The classic The Twilight Zone episode “The Monsters Are Due on Maple Street” is alluded to throughout this miniseries, with Jeff’s class staging a school play which is a thinly-veiled version of Rod Serling’s story. At one point Assistant Principal Lynn Stewart tells Jeff that that another teacher has disparagingly referred to the school play as “SJW Theater,” and I chuckled.
Despite the manner in which some comic book fans have recently utilized the term Social Justice Warrior as a pejorative, the fact remains that for much of the history of comic books numerous creators have utilized the medium to advocate for progressive causes, and to rail against injustice. Isabella has certainly been doing that for his entire career, and via his invocation of The Twilight Zone reminds us that Rod Serling was also doing so in one of the most popular television series of the 1960s.
Black Lightning: Cold Dead Hands is a very political work, blunt and honest in its addressing of the issues and crises of racism, gun violence, and the unchecked excesses of the police. I am appreciative of the fact that DC Comics gave Isabella carte blanche to write about these controversial issues.
The main artist on Black Lightning: Cold Dead Hands is Clayton Henry. He does good, solid work. It is flashy, but at the same time solidly rendered. I previously enjoyed Henry’s work on various titles for Marvel over the past decade and a half, so it’s nice to see him teamed with Isabella on this miniseries.

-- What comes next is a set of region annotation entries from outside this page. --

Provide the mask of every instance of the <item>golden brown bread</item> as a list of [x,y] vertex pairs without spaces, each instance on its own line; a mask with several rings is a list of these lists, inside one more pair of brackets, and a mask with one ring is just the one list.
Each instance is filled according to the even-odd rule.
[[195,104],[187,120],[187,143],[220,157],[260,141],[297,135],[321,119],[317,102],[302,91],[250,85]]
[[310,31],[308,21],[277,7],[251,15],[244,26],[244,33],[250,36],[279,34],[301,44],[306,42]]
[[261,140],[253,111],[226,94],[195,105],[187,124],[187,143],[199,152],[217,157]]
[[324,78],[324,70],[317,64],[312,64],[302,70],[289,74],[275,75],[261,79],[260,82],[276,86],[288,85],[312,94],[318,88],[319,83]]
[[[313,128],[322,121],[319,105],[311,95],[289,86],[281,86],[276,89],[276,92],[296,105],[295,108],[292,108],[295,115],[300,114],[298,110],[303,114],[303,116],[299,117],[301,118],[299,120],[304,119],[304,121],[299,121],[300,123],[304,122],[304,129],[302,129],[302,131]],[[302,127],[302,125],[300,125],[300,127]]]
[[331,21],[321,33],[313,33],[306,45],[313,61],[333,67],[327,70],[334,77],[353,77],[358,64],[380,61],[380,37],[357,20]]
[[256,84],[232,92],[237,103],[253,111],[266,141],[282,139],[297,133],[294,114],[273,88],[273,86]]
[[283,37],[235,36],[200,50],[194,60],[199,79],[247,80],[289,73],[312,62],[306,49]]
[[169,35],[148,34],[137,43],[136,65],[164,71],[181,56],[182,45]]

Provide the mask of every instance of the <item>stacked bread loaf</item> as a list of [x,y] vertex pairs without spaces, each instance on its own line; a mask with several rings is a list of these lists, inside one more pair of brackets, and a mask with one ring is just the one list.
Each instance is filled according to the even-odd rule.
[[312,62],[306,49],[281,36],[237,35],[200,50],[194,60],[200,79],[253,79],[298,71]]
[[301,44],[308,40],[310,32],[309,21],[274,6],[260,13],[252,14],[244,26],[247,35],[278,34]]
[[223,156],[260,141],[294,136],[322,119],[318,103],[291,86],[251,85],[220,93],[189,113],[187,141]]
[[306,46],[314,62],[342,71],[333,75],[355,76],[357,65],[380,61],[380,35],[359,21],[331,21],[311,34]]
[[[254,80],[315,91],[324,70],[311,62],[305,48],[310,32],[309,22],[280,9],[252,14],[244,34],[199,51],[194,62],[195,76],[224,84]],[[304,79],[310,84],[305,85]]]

Also contributing to Cold Dead Hands is the underrated Yvel Guichet, who is the co-artist on issue #s 4-6. Guichet is an underrated artist who has been in the biz since the early 1990s. I fondly recall his early work for Valiant, and I’ve also enjoyed his more recent assignments at DC.
Additionally, the talented Ken Lashley drew the cover for issue #5, as well as a variant cover for the first issue. Mark Morales inks Henry’s covers for #1, #2 and #4.
I think it’s worth noting that Isabella, the creator of the Black Lightning character, is white, but he has often worked with black artists. That is especially the case on Black Lightning. Trevor Von Eeden (the penciler on the original series), Eddy Newell (the artist on volume two), Clayton Henry, Yvel Guichet and Ken Lashley are all black. Isabella has always strived to make Jefferson Pierce an authentically African-American character, and I think it’s wonderful that a significant part of that has involved collaborating with artists of color.
Black Lightning: Cold Dead Hands is a very effective miniseries, with passionate and insightful writing from Tony Isabella. He does a fine job both in developing his characters and in broaching important issues facing American society. His writing is complemented by dynamic work from talented artists.
I hope that Isabella will once again have an opportunity to return to Jefferson Piece in the near future, either to recount his continuing adventures, or to explore his origins in this new continuity.